What Happens If You Don’t Fully Meet hEDS Criteria

Joint hypermobility exists on a spectrum. If you have symptomatic hypermobility, meaning joint pain, instability, or frequent subluxations, but don’t meet every criterion for hEDS, the diagnosis is hypermobility spectrum disorder (HSD). This is not a lesser diagnosis. HSD can cause the same daily symptoms and functional limitations as hEDS, and the management approach is largely the same. The distinction matters mainly for research classification, not for how your condition is treated.

Vascular EDS Requires Special Attention

Vascular EDS (vEDS) is the subtype with the most serious medical risks, including arterial rupture, intestinal perforation, and uterine rupture during pregnancy. It should be suspected in anyone, particularly under age 40, who presents with even one of those major complications or who has a family history of vEDS. Other features that raise suspicion include easy bruising, thin translucent skin (especially on the chest and abdomen), collapsed lung, clubfoot, and a characteristic facial appearance with thin lips, a narrow nose, and prominent eyes.

Unlike hEDS, vascular EDS has a known genetic cause and is confirmed through genetic testing. If your doctor suspects vEDS based on clinical findings, a prompt referral to a geneticist is critical. In children without a major complication, four features tend to appear earliest: small-joint hypermobility, easy bruising, thin skin, and clubfoot.
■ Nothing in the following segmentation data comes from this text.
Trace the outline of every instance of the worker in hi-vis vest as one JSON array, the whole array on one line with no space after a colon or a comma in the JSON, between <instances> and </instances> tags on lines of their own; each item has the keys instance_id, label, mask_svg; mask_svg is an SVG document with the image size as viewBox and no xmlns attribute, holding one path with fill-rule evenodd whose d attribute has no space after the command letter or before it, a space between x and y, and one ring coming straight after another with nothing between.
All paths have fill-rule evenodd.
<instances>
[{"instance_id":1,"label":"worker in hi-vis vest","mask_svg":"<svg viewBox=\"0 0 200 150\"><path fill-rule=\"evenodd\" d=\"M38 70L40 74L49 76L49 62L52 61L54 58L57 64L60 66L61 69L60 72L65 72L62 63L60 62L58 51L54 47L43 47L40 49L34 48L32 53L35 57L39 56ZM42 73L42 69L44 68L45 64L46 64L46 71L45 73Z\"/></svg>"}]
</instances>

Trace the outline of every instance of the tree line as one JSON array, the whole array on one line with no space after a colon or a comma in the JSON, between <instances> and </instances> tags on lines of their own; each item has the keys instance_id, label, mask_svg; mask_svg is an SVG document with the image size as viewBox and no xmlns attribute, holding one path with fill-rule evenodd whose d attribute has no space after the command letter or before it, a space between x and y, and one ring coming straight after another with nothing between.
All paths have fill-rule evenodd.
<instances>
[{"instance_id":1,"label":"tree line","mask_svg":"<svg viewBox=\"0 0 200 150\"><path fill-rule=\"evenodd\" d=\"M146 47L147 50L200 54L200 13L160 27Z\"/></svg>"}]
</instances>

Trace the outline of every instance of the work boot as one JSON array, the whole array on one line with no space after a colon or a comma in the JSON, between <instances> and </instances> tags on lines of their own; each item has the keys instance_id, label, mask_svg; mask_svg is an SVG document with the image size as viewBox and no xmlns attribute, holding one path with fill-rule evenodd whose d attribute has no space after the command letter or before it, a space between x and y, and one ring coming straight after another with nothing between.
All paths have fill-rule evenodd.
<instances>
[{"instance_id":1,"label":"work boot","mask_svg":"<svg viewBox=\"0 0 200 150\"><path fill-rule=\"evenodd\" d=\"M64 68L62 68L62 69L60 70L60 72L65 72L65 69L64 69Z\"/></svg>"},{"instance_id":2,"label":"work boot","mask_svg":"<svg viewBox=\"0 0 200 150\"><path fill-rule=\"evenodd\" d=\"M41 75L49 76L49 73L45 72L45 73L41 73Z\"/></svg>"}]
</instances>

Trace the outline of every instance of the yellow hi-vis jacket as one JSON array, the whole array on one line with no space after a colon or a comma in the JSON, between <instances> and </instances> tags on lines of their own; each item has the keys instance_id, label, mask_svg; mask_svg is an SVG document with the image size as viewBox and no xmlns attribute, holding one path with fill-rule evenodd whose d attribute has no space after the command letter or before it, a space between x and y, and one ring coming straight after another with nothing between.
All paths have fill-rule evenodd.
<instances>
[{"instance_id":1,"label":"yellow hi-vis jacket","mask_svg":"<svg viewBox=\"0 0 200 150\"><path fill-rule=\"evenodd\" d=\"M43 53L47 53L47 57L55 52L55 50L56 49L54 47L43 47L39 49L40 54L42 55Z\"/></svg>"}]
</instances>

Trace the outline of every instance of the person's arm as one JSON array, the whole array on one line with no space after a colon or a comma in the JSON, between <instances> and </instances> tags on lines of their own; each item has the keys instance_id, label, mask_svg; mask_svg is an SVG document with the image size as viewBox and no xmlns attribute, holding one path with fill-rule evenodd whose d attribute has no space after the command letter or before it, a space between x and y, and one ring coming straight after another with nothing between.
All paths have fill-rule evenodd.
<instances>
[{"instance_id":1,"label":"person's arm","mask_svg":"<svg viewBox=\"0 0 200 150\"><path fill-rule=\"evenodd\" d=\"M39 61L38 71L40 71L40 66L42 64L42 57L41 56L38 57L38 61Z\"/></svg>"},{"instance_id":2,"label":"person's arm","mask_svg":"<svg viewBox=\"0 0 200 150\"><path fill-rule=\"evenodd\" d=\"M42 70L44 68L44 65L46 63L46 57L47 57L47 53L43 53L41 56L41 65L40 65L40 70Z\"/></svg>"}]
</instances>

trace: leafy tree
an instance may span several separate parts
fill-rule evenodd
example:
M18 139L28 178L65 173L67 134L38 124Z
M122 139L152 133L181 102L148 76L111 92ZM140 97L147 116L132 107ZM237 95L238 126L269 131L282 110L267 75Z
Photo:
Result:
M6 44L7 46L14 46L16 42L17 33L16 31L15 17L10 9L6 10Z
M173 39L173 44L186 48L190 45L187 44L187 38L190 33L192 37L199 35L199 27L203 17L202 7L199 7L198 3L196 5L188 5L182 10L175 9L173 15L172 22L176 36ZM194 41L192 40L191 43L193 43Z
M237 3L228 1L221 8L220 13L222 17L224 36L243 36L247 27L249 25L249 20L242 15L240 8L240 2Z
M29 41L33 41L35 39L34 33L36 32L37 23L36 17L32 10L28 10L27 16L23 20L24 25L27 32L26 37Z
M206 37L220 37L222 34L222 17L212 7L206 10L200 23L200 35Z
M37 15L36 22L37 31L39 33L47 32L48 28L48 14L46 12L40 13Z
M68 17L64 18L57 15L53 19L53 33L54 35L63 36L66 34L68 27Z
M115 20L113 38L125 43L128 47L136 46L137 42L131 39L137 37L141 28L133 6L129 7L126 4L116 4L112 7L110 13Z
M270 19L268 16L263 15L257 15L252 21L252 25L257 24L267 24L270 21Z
The Challenge of Getting Diagnosed

The average person with EDS often sees multiple doctors over many years before receiving a correct diagnosis. There are several reasons for this. The symptoms overlap with many other conditions. Joint hypermobility is extremely common in the general population, and most hypermobile people don’t have EDS. Primary care providers may not be trained to distinguish benign flexibility from a connective tissue disorder. And access to geneticists with EDS expertise varies widely by region, with long wait times at many specialty centers.

If you suspect EDS, the most efficient path is to ask your primary care doctor for a Beighton score assessment and to document your symptoms, including any history of joint dislocations, unusual scarring, hernias, or a family pattern of similar problems. Bringing organized records to a genetics referral can significantly speed up the evaluation. The Ehlers Danlos Society maintains a provider directory that can help you find clinicians with relevant experience in your area.